そして今年の正月三が日は、磯前神社に32万人もの参拝客が訪れたんですよ。去年の25万人よりも7万人も増えて、社殿前の階段が参拝客で一杯になったそうです。

──『劇場版』であんこうチームとプラウダが戦車で降りた階段ですね。

そうです。参拝者の列はシーサイドホテルまで続いたんですよ。そんなことが起きたのは20年ぶりだそうです。また2月の「チャリティゴルフコンペ」や「海楽フェスタ」と同日に開催した「シネマティック・コンサート」も大勢の方が来てくださいました。その「海楽フェスタ」に合わせてキャラクターパネルを追加したんですよ。それを写真に撮るため大洗に来てくださる方もいましたね。

──今後企画されていることはありますか?

今後も缶バッジ作りに終始したいと思います。年間のスケジュールが小規模なイベントも含めて埋まっているので現状維持が一杯一杯なんですよ(笑)。あと内々の企画ですが、大洗に移住してきた方のウェルカムパーティをやろうと思っています。

──その人達は『ガルパン』に感銘を受けて移住されてきたのでしょうか?

移住者は100人くらいいるのですが、そのうち58人はファンと公言されている方だそうです。実は大洗には後継者がいなくて店じまいした店もあったんですよ。今はまだ元気なのでお店を続けていますが、ブームが終わったら店を閉めようとしているおじいちゃんおばあちゃんもいます。そんな中、この街に若い人達が移住してくれるのは本当に有り難いことです。あとバンダイナムコアーツさんにお願いがあります。

──なんでしょう?

お陰様で「シネマティック・コンサート」は大盛況でしたが、毎年オーケストラを呼ぶのは大変だと思うんですよ。そこで次回の「海楽フェスタ」では夕方に上映会などを開いていただけないでしょうか? 「海楽フェスタ」のお客さんは絶対に映画も観ると思うので。

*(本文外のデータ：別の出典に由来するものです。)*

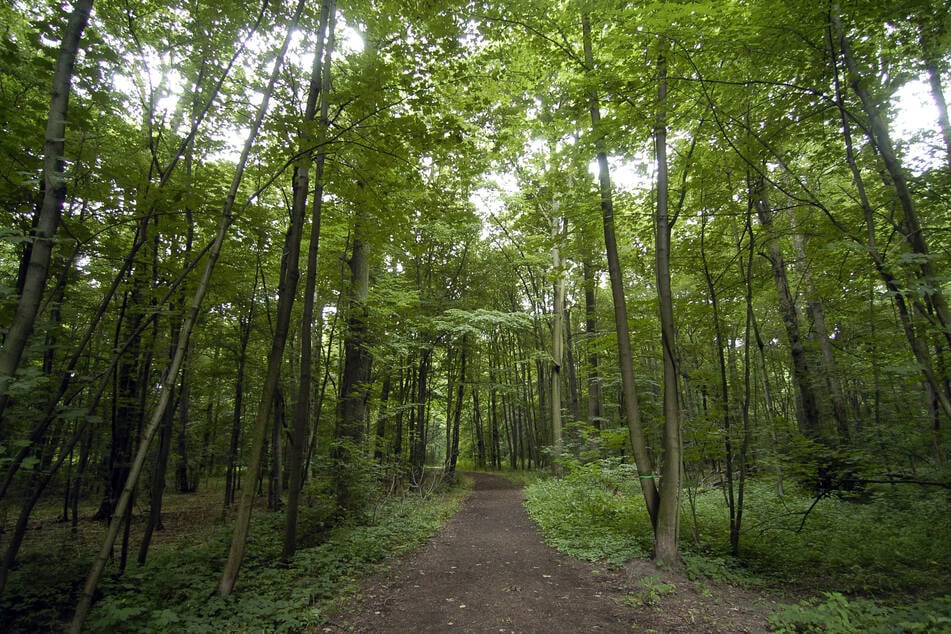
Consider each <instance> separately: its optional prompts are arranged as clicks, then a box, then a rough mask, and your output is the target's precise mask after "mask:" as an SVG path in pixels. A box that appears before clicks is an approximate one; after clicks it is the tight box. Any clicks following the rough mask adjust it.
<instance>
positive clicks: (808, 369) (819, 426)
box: [750, 178, 828, 442]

──伝えておきます。では全国のファンにメッセージをお願いします。

大洗を元気にしてくれた『ガルパン』とファンの皆様に感謝、感謝です。私自身も『ガルパン』が今後どんな展開になるのか楽しみにしています。『最終章』はあと5本あります。自分は最後まで続けられないかも知れません。イベントの度に身体が疲れちゃうんですよ(笑)。企画立案は若い人達がやるけど、実作業には僕らも関わりますからね。でも5年前、常盤君と大里君に言われたとおり、関わり続けてきて良かったと思います。でもあの2人、私に無茶を言う時はいつも「こそこそ作戦」なんですよ。用事だけ伝えてさっさと逃げるんです(笑)。

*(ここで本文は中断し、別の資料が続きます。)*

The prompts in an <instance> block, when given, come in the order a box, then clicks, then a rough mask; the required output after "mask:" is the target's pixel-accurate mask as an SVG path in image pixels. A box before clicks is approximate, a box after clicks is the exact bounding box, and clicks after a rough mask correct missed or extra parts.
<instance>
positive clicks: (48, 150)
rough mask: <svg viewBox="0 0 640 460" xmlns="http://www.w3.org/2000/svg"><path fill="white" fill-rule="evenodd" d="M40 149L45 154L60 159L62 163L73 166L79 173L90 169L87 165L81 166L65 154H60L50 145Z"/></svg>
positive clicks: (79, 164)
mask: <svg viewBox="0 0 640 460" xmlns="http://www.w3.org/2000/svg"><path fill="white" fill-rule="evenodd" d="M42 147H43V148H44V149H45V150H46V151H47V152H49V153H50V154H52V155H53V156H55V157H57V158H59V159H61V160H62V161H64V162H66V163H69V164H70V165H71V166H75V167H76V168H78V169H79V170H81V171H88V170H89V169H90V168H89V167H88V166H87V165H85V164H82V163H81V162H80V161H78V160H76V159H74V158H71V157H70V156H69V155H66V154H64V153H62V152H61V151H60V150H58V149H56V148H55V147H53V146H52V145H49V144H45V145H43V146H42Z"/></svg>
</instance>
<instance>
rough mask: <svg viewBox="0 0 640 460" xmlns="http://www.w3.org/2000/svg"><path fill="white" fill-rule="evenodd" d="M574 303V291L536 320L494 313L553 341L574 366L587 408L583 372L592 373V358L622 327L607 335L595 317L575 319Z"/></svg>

──最後に次のインタビュー相手のご指名と、その方へのメッセージをお願いします。

「曲がり松100円商店街」などのイベントで頑張っている山戸章弘君を推薦します。彼には「山戸君、これからもタオル作りに精を出してください」とお伝えください。

PROFILE

坂本 博(さかもと ひろし)
1952年3月19日生まれ、大洗町出身。地元で「サカブン」の愛称で親しまれる坂本文具店を営み、その一方で大洗町商工会事務局長として活躍。商工会名物の手作り缶バッジを10秒に1個のスピードで作る腕前を誇る。ご自身のパネルもサカブンに設置され、地元はもちろん大洗を訪れるファンからも親しまれている。